Un inconscio di morte

Il “Movimento Uomini Casalinghi” e il gruppo di “Vivere con Cura” non sono stati presenti alla manifestazione di sabato a Roma in quanto le organizzatrici di diverse associazioni hanno espresso il desiderio che fossero presenti solo donne, quindi per rispetto e coerenza ci siamo astenuti dal partecipare.
Invio come contributo sul tema questo mio articolo invitando a scrivermi le proprie riflessioni al seguente indirizzo: barchettaebbra@tin.it
Cari saluti Antonio

Nell’Età del Rame dell’Europa centro-orientale, la Dea Gravida è di solito raffigurata seduta su uno sgabello. È decorata con una spirale doppia sulla vulva e losanghe su glutei e cosce. Karanovo VI. Pazardžik, Bulgaria; metà V millennio a.C. circa.

 

Sono state trovate migliaia di statuette femminili raffiguranti la Grande Dea nuda e con i seni, le natiche o la vulva in evidenza, quasi un’ostentazione (vedi immagine, tratta da “Il linguaggio della Dea” di Marija Gimbutas, ed.
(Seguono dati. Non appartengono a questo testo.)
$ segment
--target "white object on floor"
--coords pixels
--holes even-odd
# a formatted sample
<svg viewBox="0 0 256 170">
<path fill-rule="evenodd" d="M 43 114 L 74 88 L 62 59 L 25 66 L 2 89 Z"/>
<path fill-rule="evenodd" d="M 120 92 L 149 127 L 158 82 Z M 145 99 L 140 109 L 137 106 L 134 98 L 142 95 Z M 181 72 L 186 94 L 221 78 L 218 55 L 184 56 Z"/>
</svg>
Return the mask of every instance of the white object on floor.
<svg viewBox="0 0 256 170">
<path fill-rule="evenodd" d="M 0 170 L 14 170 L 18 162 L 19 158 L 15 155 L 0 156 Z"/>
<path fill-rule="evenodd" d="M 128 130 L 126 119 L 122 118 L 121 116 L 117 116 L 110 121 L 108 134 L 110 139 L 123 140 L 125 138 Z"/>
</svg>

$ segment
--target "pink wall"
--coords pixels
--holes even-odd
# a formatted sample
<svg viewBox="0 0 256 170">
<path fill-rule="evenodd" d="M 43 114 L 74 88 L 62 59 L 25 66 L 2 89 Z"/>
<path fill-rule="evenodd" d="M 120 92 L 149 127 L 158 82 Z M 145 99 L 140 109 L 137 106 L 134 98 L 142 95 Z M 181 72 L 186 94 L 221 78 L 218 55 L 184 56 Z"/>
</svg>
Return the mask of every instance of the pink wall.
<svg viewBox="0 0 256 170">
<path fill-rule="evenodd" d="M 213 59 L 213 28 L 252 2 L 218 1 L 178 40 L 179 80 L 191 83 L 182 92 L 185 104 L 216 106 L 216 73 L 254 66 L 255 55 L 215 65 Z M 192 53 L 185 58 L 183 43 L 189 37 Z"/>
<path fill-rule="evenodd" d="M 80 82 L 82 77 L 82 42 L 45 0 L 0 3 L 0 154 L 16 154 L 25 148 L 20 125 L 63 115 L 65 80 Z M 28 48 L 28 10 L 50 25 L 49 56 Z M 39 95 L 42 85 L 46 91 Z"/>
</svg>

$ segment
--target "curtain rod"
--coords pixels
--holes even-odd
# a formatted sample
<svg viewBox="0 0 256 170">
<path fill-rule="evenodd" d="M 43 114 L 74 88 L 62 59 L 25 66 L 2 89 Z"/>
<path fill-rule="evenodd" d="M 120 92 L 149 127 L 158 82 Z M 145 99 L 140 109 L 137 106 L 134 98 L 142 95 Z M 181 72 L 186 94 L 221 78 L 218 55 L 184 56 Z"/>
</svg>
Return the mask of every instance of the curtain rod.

Longanesi), questo perché erano considerate sacre la nascita e il corpo femminili, e la sessualità era vissuta sia come piacere che come fonte di conoscenza, sapienza, stato di coscienza superiore e trasformazione.
Invece nelle società patriarcali la sessualità diventa esercizio e strumento di dominio, relegandola a un mero e veloce piacere senza che l’uomo patriarcale si interrogasse sulla diversità del corpo e del piacere femminile: una volta rese le donne schiave, tutto ciò che le riguardava era reso negativo, secondario o banalizzato.
Per esempio abbiamo fatto ricerche sul sangue mestruale (rivista-dossier di “Donne e Ragazzi Casalinghi” n°3, “Fermiamo le guerre”): mentre nelle antiche società era sacro così come erano sacri i cicli e gli animali che li simboleggiavano, diventerà in seguito immondo.
Succede che il modello non è più quello del maschio-compagno attento e delicato verso le donne, ma è imposto quello del maschio guerriero comandante e padrone, in cui l’uso della violenza è un segno di autostima, e il potere di dare la morte viene vissuto come identità maschile da contrapporre a quello di dare la vita delle donne, e anche la maternità sarà decisa dal marito.
Da questo ne ho dedotto che l’inconscio del maschio adulto, anche in questa società odierna, è un inconscio di morte. Dietro mille episodi di violenza sessuale emerge la vita di maschi fino al giorno prima normali, che conducevano una vita normale, un po’ come è successo sotto il nazismo: in particolare mi viene in mente l’esempio del processo Eichmann, studiato e seguito da Hannah Arendt, in cui lui era una persona normale addirittura con buoni sentimenti! La banalità del male per la Arendt era non pensare e la violenza si scatenava senza un perché.
Per cui la violenza sessuale è insita in tutta la società e le sue istituzioni, e l’educazione, o meglio, mal-educazione maschile – fondamentale e voluta in questa società mercificata – è il frutto del concorso di più idee-forza che vengono bombardate al bambino maschio fin dalla nascita, e il simbolo per eccellenza di tutto questo è lo sport inteso come modello-scuola di virilità (vedi “Donne e Ragazzi Casalinghi” dedicate allo sport, “Calci al mondo”).
Per esempio il mito del genio, cioè del maschio che si realizza nell’opera, anche a fin di bene (per il progresso, il benessere o l’equità sociale), il quale per realizzare l’opera e l’impresa tutto strumentalizza – il famoso ‘fine che giustifica i mezzi’ – in particolare il rapporto con la donna, sia essa madre, moglie o altro.
Questa ideologia porta a mettere al primo punto le opere, cioè i prodotti della mente a discapito del corpo e delle relazioni, che vengono così misconosciuti e votati all’auto-annientamento e/o resi strumentali appunto all’opera, e tutta l’educazione e la cultura di cui siamo imbevuti si riducono a un celebrare continuo le opere, anche artistiche (per esempio le strade e i monumenti intitolati ai geni, gli studi che si fanno a scuola, ecc.), mentre tutto quanto riguarda invece la sfera del corpo e la differenza tra il corpo maschile e femminile, le pratiche di cura, benessere, tenerezza, ecc., viene ignorato o banalizzato, per non parlare dell’amore che viene finalizzato al matrimonio e ai figli, invece di farne un tema-problema che nel corso della storia ha avuto tante risposte e tanti sbocchi (su questi temi invito a leggere i libri di Carla Lonzi).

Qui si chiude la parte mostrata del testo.